The first-in-human study will evaluate the safety and determine the maximum dose of a single intravenous infusion of FATE-NK100 in subjects with refractory or relapsed AML. Secondary and investigational endpoints will assess anti-tumor activity including rates of complete response, clearance of minimal residual disease, disease-free survival and overall survival. The clinical trial will utilize an accelerated dose escalation design, which is intended to test up to four dose levels of FATE-NK100 with one subject enrolled per dose level until a dose-limiting toxicity (DLT) is observed. The study will convert to a 3+3 design in the event a DLT is observed, and will enroll a ten subject expansion cohort at the maximum dose level.

FATE-NK100 has demonstrated in preclinical studies enhanced anti-tumor activity across a broad range of liquid and solid tumors, improved persistence and increased resistance to immune checkpoint pathways compared to NK cell therapies that are being clinically administered.

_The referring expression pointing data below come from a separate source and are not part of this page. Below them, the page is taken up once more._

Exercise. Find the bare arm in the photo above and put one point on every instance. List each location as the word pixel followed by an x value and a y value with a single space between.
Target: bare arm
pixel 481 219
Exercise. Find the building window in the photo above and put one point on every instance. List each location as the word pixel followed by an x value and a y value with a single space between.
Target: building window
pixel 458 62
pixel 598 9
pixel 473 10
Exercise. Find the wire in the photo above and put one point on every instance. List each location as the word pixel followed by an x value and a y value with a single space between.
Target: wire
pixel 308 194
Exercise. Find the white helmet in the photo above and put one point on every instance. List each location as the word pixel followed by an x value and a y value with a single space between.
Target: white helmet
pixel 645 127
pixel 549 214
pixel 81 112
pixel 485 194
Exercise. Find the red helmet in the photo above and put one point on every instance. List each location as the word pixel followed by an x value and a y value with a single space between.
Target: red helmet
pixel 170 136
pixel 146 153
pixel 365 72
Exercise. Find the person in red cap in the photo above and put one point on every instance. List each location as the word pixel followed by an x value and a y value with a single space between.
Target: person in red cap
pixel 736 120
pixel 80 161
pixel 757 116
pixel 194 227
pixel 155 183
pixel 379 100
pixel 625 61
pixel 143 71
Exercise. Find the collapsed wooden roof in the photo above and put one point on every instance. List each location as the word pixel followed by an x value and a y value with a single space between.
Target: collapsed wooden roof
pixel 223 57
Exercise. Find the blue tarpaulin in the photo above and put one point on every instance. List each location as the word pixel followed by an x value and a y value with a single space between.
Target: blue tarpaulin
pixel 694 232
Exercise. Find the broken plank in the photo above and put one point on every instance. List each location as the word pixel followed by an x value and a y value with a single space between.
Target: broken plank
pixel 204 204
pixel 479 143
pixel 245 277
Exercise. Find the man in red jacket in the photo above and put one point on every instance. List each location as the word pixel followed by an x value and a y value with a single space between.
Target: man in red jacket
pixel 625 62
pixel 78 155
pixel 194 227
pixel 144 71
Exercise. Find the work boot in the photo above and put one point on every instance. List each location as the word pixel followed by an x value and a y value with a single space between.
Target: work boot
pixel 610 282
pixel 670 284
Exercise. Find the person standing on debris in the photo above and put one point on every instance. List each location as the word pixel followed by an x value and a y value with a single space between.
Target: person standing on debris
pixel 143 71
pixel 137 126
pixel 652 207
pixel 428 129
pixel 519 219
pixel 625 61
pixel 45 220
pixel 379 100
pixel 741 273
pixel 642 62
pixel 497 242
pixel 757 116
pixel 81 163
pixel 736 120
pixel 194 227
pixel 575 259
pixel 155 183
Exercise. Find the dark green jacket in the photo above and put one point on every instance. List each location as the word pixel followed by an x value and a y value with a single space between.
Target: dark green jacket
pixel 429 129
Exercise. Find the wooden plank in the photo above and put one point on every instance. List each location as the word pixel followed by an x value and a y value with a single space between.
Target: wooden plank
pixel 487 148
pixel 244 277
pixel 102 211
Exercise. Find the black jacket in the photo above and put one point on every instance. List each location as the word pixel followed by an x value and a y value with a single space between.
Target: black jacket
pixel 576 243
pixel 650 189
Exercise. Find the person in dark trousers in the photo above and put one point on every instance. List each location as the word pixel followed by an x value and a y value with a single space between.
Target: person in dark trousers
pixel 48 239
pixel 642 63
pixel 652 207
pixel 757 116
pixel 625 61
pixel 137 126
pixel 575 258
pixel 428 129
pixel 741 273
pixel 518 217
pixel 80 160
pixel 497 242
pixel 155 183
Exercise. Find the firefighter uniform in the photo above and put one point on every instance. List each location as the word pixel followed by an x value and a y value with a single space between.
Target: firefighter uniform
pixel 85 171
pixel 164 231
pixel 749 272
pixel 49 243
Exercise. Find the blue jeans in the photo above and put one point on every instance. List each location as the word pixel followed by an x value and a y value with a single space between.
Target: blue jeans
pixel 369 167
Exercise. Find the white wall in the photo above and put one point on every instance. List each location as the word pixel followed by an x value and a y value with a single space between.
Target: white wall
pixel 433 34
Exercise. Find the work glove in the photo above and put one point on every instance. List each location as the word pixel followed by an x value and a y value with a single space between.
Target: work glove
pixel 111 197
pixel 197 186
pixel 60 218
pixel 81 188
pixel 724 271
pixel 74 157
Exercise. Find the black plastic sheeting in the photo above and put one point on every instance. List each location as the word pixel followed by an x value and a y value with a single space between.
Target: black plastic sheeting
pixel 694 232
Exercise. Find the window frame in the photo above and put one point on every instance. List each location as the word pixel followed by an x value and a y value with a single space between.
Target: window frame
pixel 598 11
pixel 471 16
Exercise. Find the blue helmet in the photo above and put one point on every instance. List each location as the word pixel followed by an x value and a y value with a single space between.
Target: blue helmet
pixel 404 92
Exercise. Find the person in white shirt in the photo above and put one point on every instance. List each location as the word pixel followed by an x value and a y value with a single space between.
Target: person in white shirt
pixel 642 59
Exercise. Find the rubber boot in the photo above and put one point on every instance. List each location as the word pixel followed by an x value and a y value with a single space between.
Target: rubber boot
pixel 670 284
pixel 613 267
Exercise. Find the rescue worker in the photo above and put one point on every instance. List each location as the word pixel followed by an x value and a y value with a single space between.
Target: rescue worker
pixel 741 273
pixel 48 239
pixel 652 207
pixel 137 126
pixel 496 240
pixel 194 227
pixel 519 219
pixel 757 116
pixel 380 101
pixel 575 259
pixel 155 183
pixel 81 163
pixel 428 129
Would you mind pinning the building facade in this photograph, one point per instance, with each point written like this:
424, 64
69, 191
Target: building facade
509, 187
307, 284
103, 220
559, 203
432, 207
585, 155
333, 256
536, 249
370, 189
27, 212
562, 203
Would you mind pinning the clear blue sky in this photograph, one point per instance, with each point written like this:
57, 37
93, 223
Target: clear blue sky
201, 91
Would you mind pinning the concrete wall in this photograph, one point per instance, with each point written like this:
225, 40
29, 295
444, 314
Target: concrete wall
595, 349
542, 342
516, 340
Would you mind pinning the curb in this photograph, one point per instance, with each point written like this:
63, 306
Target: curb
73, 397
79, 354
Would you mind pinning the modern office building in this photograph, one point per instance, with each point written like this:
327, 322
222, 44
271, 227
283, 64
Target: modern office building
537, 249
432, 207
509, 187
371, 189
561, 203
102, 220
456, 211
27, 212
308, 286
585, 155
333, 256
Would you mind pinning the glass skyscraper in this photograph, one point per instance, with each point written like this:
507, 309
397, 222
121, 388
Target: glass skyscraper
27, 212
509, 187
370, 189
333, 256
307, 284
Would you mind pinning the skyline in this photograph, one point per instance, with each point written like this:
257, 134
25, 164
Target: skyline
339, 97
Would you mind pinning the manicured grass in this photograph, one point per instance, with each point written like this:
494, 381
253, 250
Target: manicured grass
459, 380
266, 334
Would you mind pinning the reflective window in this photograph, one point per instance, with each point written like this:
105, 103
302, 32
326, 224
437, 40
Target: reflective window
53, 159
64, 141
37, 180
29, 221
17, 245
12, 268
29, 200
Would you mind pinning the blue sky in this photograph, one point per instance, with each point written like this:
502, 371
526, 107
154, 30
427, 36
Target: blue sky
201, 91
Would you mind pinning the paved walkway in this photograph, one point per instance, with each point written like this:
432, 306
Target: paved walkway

Additionally, FATE-NK100 has been shown in preclinical models to significantly augment antibody-directed cellular cytotoxicity against cancer cells when administered in combination with a monoclonal antibody, including antibodies that target CD20, HER2 and EGFR antigens. FATE-NK100 is produced through a feeder-free, seven-day manufacturing process during which natural killer cells sourced from a healthy donor are activated ex vivo with pharmacologic modulators, inducing the robust formation of adaptive memory NK cells.